O trio pretende «trazer modernidade ao som coimbrão, mantendo a base tradicional, procuramos novos caminhos, outras sonoridades que se podem associar sem desvirtuar a matriz«, explicou. «São estas influências que farão crescer o fado de Coimbra, que precisa de extravasar as fronteiras formais», acrescentou.
De Cesariny escolheram «Poema», que João Farinha e Ricardo Dias musicaram, de Antero, «Maria«, de Gedeão, «Dez réis de esperança«, estes dois últimos com música de Farinha.Fernando Pessoa é o único poeta que bisa a presença, com «Porto Santo (Mar Português)« e «Sim». «Fuga«, de Luís Santos e João Farinha, é o único tema original composto para o disco.

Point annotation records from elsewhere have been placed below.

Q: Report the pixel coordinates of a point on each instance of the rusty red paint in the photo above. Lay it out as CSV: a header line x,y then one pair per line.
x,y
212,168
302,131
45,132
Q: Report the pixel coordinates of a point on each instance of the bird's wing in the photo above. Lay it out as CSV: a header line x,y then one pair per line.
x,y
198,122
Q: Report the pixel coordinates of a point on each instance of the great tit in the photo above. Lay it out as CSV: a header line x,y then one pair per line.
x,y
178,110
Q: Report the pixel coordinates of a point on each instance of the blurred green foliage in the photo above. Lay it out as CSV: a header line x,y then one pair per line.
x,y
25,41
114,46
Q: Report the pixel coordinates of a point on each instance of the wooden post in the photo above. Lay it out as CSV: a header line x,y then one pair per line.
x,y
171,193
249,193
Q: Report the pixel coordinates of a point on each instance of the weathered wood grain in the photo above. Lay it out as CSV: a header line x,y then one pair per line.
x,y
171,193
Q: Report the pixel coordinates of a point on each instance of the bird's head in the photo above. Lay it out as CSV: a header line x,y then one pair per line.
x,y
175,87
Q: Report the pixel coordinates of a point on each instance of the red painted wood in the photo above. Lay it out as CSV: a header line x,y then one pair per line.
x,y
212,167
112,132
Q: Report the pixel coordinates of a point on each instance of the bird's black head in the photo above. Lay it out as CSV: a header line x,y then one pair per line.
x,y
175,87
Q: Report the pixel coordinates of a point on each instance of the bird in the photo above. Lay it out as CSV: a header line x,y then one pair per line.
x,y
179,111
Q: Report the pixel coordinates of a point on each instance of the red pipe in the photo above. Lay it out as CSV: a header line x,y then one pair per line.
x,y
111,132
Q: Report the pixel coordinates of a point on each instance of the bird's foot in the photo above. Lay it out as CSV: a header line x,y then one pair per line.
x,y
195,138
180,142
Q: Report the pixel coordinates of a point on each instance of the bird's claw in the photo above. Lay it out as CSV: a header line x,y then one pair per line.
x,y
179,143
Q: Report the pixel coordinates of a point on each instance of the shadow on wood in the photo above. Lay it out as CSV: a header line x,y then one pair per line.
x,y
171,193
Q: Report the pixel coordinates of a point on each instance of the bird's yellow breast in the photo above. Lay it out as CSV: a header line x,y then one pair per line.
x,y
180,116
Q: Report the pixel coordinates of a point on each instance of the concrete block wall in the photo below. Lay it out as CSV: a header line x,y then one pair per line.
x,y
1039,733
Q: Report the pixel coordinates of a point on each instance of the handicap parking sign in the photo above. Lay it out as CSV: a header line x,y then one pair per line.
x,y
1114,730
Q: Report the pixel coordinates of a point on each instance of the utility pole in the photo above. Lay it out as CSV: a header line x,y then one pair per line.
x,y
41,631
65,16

Os Coimbra prevêem realizar uma digressão nacional «pelos principais cine-teatros e auditórios» a partir de 8 de Setembro.
Cepa Torta_04-06-2008
Companheiros, que saudade... a saudade que eu tenho de
Coimbra! Apesar de estar aqui a representar o meu grupo de
musica tradicional "Cepa Torta", continuo a cantar
fado-Canção de Coimbra. Tenho as vossas vozes e guitarras
sempre comigo no carro e em casa. No coração tenho aquilo
que ainda ninguém conseguiu explicar, mas só alguns
tiveram o privilégio de viver. Obrigado pela saudade e
amizade! Dominique Ventura
Lost and Found_20-05-2008
Parabéns pelo trabalho. Lost and Found é um projecto
recente de música intrumental Rock. Visita este palco.
Abraço
jose vadinho_19-05-2008
Olá amigos,a guitarra de fados sempre foi um instrumento
que me agradou bastante desde o seu som á tecnica,e ao
escutalos a vocês encontro essa satisfação felicitações
pelo vosso trabalho, fica aqui o convite para visitarem o
palco e deixarem tambem a vossa opinião obrigado VADINHO.
Marta Ascensão_06-05-2008
Ouvi-vos e adorei!É sem dúvida um projecto de grande
qualidade e que demonstra uma grande capacidade de trabalho
interpretativo e muito talento criativo... A inclusão das
Variações em Lá Menor pelo excelente João Bagão é uma
mais valia. Parabéns!
Iládio Amado_20-04-2008
grande voz, grandes temas, grande instrumentação! muito
bom o projecto! boa sorte com tudo! passem no meu palco e
oiçam uns sons se vos apetecer! tenho lá vários
projectos! abraços!
BOOMERANG_19-04-2008
Obrigado! Coimbra é Coimbra!...
Bom trabalho! Um abraço dos Boomerang!
Katia Maria de Medeiros_11-04-2008
Tenho com voces a oportunidade de conhecer um pouco da
canção portuguesa. Bela mas um pouco melancolica
geó_10-04-2008
Percebo que vocês deram uma inovada no tradicional do FADO
isso enriquece a música do Pais de vocês e ao mesmo tempo
deixa a nova geração mais a vontade para
admira-la...Parabéns_abraços GEOH
DJota_08-04-2008
São cá da terra e só por isso merecem toda a minha
atenção. O fado, tesouro da nossa cultura está muito bem
representado por voçês. Divirtam-se.